At the mockery of his driving dream, he looked away. He could not demand that it cease to laugh at him. There could be no longer be a Hokage when there was no longer a Konoha.
"Sasuke will return," it continued in a lulling voice. "You alone will save him from the abyss. The second battle at the Valley of the End will accomplish what the first did not.
"All will be well. The family you always wanted will be yours. You'll have a loving wife, a darling daughter, and a skilled son. He'll befriend your teammates' daughter - perhaps they'll even wed. Won't that be touching - your old team, united as a family?" When that failed to stir a reaction from him, it added, "Why, you'll even meet your parents."
His head jerked up. "What? But - how are you going to explain that? They've been dead from the night of the attack! How will you bring them back?"
"One explanation is as good as another, to one in the depths of illusion." It rolled its neck. "Perhaps I could claim they were within the seal all along. After all, your father was present at its creation."
"My dad? But why-"
The cliff-graven face of the fourth Hokage, which he had so casually defiled upon a time, came roaring into his mind. "No," he said weakly, his hands catching him as he slumped forward into the water. His mind superimposed his coloration upon the colorless stone face; his mind screamed. "No."
His field of view, when he raised his head, was filled with teeth. "Your own father threw you to the dogs," said the voice that filled the world. "Did you never wonder how a newborn infant was so freshly at hand, on that night of all nights? He cut you from the womb himself." Water rippled with the force of the laughter. "He could not possibly ask anyone else to offer up their precious child! But his spawn? That was his to dispose of as he pleased."
"And - my mom -"
"Ah, yes, her," the voice said blithely. "The shock of having the burden she had carried for so long torn from her all at once... proved too much. She did not survive the experience."
He couldn't form words. There were no words.
He knew the fox was lying, at least in part. He knew it was bending whatever truth it told.
It didn't matter. Its words had accomplished their goal. Whatever last bit of pride and belief had been left in him was gone.
"Would you like to meet parents who love you?" it asked with cruel softness. "A father who was protecting you all along? A strong, vivacious mother? Both of whom were always, secretly there for you?"
"Yes."
The word was choked, quiet, and almost blotted out by the rumbling laughter that followed. "Look up," the voice directed him, and he complied without any further hesitation.

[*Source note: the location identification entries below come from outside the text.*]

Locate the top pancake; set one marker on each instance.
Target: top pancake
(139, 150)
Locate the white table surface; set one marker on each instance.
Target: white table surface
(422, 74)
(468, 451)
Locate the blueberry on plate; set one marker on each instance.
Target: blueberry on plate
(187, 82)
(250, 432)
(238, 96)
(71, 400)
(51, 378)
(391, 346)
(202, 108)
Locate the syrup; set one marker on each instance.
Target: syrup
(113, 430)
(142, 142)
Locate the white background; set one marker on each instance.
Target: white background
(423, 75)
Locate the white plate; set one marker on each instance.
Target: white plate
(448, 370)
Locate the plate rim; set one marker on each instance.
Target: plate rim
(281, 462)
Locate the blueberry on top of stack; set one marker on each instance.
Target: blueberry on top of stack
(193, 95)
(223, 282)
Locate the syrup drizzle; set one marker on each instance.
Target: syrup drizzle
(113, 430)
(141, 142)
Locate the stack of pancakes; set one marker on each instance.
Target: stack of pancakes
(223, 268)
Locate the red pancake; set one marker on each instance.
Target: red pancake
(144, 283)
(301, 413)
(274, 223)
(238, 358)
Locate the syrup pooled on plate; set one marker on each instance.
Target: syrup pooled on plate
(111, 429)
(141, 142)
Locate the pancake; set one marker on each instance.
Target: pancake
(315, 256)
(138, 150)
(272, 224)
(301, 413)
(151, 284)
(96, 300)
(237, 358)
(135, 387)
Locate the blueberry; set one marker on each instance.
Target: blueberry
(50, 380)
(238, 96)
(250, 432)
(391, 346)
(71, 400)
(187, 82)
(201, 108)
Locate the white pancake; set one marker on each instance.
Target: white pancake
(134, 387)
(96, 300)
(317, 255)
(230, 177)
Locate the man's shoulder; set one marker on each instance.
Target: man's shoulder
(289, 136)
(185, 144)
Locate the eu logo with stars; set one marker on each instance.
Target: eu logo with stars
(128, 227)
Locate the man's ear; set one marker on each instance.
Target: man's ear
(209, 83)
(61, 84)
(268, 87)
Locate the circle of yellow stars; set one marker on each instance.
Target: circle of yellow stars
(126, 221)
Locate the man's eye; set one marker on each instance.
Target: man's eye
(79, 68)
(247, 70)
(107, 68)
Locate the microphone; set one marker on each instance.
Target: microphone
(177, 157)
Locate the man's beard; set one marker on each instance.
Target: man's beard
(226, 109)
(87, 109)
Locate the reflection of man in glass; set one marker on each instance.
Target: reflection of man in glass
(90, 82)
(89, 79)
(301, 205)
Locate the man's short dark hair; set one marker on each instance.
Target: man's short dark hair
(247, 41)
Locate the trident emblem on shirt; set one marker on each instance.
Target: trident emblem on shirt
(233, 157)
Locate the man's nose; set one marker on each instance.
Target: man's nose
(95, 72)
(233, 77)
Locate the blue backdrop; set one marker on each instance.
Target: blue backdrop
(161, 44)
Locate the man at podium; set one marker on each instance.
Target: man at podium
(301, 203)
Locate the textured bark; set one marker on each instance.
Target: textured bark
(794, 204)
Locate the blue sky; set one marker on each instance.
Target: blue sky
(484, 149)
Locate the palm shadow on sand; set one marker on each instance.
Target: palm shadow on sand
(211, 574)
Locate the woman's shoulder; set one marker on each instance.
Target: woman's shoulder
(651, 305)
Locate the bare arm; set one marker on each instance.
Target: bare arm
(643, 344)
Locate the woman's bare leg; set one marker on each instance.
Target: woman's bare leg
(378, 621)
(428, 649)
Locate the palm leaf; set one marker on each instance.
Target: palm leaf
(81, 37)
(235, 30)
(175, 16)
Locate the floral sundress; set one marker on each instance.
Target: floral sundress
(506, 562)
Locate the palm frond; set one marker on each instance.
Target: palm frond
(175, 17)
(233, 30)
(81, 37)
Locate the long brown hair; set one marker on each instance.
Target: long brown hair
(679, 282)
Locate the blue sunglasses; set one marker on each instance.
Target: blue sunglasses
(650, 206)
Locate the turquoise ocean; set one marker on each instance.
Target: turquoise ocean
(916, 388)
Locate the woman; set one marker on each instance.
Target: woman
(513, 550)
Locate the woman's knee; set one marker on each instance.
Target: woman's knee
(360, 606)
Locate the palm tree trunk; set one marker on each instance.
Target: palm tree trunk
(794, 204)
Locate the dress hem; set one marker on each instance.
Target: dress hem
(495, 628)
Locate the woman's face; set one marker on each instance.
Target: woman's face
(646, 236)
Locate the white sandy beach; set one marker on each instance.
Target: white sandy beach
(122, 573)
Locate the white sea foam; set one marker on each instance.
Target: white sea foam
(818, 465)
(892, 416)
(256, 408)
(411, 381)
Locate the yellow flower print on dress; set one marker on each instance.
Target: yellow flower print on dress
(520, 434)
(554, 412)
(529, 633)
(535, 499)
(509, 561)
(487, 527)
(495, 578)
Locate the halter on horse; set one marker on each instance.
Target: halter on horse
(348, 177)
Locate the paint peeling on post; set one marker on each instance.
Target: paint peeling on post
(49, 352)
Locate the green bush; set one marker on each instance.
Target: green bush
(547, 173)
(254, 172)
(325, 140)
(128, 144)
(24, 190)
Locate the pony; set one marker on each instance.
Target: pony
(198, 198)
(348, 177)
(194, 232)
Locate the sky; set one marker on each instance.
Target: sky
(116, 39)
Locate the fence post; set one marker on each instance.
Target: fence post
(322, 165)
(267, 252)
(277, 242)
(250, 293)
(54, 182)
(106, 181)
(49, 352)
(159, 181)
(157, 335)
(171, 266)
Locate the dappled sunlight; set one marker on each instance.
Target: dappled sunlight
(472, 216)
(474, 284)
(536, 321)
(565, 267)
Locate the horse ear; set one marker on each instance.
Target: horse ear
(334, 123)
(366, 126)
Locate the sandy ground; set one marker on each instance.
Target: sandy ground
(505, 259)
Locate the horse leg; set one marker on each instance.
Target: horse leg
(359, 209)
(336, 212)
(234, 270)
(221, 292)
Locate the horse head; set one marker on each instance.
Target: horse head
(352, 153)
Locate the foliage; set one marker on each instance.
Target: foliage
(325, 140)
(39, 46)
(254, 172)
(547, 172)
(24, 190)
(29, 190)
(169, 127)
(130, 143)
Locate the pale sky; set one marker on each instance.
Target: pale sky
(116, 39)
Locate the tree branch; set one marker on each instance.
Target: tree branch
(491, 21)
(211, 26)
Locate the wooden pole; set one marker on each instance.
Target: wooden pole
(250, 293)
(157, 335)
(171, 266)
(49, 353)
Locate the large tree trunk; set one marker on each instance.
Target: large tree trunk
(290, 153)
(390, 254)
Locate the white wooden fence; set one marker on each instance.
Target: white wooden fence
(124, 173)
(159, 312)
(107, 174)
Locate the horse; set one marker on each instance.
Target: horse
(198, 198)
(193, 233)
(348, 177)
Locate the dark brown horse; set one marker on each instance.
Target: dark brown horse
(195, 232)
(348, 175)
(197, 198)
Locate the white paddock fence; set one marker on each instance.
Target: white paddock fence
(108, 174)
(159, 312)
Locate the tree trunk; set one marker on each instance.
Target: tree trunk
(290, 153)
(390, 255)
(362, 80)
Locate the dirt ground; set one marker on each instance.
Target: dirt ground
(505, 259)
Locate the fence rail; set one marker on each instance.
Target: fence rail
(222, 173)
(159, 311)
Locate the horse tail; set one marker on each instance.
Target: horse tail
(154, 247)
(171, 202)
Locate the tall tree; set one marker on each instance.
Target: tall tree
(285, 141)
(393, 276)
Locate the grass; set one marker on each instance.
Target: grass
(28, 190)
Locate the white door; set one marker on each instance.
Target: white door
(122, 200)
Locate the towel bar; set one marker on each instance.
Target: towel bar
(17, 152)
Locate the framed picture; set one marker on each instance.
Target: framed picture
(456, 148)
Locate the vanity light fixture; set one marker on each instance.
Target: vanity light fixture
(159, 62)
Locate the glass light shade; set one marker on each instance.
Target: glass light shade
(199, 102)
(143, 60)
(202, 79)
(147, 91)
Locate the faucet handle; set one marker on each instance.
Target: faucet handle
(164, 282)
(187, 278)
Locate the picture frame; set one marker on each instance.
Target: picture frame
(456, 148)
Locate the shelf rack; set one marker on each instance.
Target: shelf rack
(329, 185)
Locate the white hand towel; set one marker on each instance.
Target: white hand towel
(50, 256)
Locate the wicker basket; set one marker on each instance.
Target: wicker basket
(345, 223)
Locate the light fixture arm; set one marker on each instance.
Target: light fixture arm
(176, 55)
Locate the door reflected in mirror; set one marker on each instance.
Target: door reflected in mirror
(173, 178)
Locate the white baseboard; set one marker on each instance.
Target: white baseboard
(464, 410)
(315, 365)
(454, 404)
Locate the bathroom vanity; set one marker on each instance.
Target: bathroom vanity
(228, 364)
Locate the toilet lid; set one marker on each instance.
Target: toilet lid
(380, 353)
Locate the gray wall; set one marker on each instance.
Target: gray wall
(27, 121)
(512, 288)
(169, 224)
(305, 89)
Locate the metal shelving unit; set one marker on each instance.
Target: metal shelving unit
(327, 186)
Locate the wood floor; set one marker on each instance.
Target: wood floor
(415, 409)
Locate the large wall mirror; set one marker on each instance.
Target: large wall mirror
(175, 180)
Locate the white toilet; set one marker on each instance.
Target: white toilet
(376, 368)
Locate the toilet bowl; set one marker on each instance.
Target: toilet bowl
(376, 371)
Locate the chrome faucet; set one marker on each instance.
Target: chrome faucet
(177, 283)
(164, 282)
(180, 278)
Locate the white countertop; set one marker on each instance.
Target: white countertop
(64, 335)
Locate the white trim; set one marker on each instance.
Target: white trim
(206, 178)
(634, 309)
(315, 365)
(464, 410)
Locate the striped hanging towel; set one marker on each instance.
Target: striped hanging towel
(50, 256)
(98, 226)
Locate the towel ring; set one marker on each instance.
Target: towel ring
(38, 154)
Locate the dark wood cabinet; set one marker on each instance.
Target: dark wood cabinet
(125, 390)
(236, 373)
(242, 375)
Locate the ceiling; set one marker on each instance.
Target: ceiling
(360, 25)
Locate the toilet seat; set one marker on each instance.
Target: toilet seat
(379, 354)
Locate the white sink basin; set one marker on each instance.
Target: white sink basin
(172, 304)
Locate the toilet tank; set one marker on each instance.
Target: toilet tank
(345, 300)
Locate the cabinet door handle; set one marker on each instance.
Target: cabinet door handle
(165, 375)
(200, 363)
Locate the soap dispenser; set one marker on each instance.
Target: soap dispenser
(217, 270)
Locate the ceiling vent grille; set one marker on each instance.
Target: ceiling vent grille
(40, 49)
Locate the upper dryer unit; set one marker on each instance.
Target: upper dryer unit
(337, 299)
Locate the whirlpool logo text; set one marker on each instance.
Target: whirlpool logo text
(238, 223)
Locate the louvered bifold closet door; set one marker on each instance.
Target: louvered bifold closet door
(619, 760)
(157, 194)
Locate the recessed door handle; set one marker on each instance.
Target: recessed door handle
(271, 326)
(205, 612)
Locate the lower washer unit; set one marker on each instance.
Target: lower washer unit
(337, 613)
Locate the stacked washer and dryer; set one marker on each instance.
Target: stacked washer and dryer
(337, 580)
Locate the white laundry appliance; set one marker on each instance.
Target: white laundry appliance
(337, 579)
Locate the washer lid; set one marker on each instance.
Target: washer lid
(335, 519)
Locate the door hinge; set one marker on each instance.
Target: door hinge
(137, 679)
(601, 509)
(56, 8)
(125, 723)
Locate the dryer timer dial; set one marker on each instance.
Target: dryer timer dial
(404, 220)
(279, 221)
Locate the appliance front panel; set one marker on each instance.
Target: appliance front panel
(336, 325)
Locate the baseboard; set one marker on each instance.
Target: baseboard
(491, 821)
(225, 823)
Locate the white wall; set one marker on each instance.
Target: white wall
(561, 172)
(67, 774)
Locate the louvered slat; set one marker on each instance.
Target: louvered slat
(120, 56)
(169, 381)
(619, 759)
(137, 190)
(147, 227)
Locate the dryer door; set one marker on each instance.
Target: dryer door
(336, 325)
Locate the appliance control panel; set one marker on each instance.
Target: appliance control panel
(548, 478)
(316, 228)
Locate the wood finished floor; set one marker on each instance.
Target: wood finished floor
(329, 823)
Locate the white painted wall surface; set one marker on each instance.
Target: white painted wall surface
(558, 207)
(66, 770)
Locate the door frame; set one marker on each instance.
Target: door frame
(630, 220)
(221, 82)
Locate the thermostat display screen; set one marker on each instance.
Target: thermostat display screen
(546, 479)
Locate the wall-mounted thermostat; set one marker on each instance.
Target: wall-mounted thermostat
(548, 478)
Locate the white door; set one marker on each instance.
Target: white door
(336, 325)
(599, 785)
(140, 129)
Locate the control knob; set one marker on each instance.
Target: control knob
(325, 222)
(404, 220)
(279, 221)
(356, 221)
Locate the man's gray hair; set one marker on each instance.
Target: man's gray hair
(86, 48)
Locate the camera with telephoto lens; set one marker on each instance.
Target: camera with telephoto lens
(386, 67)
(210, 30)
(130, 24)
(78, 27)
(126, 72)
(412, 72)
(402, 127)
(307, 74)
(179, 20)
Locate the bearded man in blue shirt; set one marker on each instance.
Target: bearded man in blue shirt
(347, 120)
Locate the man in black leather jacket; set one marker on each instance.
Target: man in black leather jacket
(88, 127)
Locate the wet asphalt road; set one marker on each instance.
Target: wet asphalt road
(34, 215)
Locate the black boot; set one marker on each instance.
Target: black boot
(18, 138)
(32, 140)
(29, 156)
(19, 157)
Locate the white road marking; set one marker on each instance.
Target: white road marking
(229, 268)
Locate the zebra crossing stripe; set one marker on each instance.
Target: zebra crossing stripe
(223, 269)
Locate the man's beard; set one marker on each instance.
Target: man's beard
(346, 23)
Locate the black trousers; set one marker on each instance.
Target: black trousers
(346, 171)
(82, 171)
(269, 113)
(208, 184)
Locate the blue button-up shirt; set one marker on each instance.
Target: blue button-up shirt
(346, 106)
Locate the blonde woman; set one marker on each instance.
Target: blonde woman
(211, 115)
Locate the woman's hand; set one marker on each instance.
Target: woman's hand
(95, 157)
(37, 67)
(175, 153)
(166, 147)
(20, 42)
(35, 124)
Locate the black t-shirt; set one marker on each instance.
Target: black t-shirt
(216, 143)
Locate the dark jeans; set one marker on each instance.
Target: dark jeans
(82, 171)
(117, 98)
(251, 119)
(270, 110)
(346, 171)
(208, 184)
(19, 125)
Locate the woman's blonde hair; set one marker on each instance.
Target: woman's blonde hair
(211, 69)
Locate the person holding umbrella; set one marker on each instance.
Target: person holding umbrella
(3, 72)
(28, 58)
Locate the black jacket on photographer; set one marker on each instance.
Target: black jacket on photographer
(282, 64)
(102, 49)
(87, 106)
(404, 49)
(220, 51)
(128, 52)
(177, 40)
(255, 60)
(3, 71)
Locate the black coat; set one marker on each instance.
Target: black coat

The tails twitched back and forth hypnotically, like leaves stirred by a breeze. Like the leaves of Konoha...
Unconsciously, he began to count along with their movements. One, two. Three, four. Five, six. Seven, eight.
Ni-
He curled his fingers around the corner of the seal and-
A hand clamped around his wrist. He jerked back and stared, wide-eyed, at the man who stood with his back to him - a back upon which was written The Fourth Hokage.